Insurers are very supportive of the European Green Deal and the transition to a low-carbon economy. As an industry we are ready and willing to play our role. However, insurers alone cannot realise the transition. This is why horizontal legislation such as the Corporate Sustainability Reporting Directive (CSRD) and Corporate Sustainability Due Diligence Directive (CSDDD) have been developed and are supported by the insurance sector.

Solvency II was designed as a comprehensive risk management framework. This means that insurers are expected to consider all material risks, including sustainability risks, in their capital requirements and risk management.
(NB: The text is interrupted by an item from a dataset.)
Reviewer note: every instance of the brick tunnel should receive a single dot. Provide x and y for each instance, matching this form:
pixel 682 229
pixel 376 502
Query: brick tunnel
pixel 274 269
As our understanding of climate change and other environmental, social, and governance (ESG) factors has improved, Solvency II has been updated to make consideration of sustainability risks more explicit. The changes made to the delegated regulation in 2022 and those now agreed by the co-legislators to the Directive are broadly welcomed by the industry.

However, maintaining Solvency II as a risk and evidence-based prudential framework should be non-negotiable. And, as noted recently by the European Systemic Risk Board, prudential policy should not be used to achieve broader policy objectives such as the transition to a low-carbon economy and the necessary adaptations to climate change.

Sustainability in Solvency II

  • For the sustainability risk requirements to be developed, avoid creating overlaps and inconsistencies with other cross-sectoral regulation that can create confusion and unnecessary costs and operation burdens.
  • Avoid excessive and complex requirements which go far beyond the risk management tools for transition risks which have already been established, e.g. ORSA climate change scenario analysis.